При жизни отца — а это было еще во время крепостной зависимости — князь Андрей служил в гвардии и считался одним из самых блестящих офицеров. Деньгам счету не знал, танцор, красавец, женский любимец, дуэлист,— ну, чего еще, кажется? Однако, когда папаша скончался, князь Андрей службу бросил, как его ни уговаривали остаться. «Я, говорит, с вами пропаду здесь, а мне любопытно узнать все, что мне от судьбы определено».
Странный он был человек, своеобычный и, так сказать, фантастический. Лестно ему казалось всякую свою мечту сейчас же и на деле доказать. Как только схоронил он князя Льва Андреевича, так сейчас и закатился по заграницам. Удивительно, где его ни носило! Высылались ему деньги через всякие агентства и банкирские дома, то в Париж, то в Калькутту, то в Нью-Йорк, то в Сидней. Это все, опять повторяю, мне доподлинно известно, так как мой отец был у него главным управляющим над всеми его двумястами тысяч десятин.
Через четыре года воротился князь Андрей, исхудалый, бородищей оброс, сам от загара коричневый,— и узнать трудно. Как приехал, да засел в своей пнищевской усадьбе, да надел халат, только его и видели. Заскучал.
А я в то время к князю очень сделался вхож, потому что он меня полюбил за мой характер веселый, и все-таки я кое-какое образование получил, так что мог ему собеседником служить. Опять же я свободный человек был: отец меня еще при князе Льве Андреевиче откупил.
Всегда князь Андрей встречал меня ласково и садиться велел. Даже сигарами потчевал. Сидеть я при нем скоро привык, а к сигарам никак притерпеться не мог — все у меня от них вроде морской болезни делалось.

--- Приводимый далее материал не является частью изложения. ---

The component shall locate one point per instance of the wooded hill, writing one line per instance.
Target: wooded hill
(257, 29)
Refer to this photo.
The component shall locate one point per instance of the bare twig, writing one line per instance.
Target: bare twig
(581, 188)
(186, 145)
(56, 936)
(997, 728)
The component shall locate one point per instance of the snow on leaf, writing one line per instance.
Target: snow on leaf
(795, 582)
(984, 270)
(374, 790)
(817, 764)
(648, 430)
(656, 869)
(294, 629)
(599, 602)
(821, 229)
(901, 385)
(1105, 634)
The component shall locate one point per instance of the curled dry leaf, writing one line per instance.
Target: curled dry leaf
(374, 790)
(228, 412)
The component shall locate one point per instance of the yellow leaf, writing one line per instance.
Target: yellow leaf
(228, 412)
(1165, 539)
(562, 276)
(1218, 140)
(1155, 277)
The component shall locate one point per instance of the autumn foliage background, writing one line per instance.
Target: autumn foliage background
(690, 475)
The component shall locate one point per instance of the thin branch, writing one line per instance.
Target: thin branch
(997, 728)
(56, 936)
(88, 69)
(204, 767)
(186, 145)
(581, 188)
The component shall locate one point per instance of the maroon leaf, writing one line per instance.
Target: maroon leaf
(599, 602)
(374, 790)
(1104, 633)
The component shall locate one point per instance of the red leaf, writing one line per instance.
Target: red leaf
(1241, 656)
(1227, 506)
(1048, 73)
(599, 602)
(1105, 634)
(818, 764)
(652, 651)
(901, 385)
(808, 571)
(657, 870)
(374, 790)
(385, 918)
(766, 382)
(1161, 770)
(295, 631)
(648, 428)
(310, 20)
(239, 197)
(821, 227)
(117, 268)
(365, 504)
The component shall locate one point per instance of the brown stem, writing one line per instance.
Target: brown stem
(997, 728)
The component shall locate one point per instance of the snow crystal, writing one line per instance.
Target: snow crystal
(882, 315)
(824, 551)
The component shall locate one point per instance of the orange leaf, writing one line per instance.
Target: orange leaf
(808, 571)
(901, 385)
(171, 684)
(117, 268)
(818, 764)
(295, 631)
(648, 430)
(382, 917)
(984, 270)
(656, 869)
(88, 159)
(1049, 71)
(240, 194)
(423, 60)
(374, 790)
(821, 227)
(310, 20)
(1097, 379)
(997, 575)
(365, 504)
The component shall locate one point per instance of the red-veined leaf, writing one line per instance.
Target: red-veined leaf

Любопытно мне было все эти вещи рассматривать, какие князь из путешествия с собою привез. Шкуры тигровые и львиные, сабли кривые, божков, чучела зверей разных, дорогие камни и материи. А князь, бывало, лежит на диване своем огромном, курит и хоть над моим любопытством смеется, однако все это сейчас же объяснит. А потом, как увлечется сам да начнет свои приключения рассказывать, так, поверите ли, у меня от восторга мураши по спине бегали. Только он говорит-говорит, да вдруг сморщится и замолкнет. Ну и я молчу. Тогда князь вдруг и скажет:
— Скучно мне, Афанасий. Ну вот я весь свет объехал, все видел, в Мексике лошадей диких ловил, в Индии на тигров охотился, и тонул, и песком меня засыпало — ну, а дальше что же? Нет,— говорит,— ничего на свете нового.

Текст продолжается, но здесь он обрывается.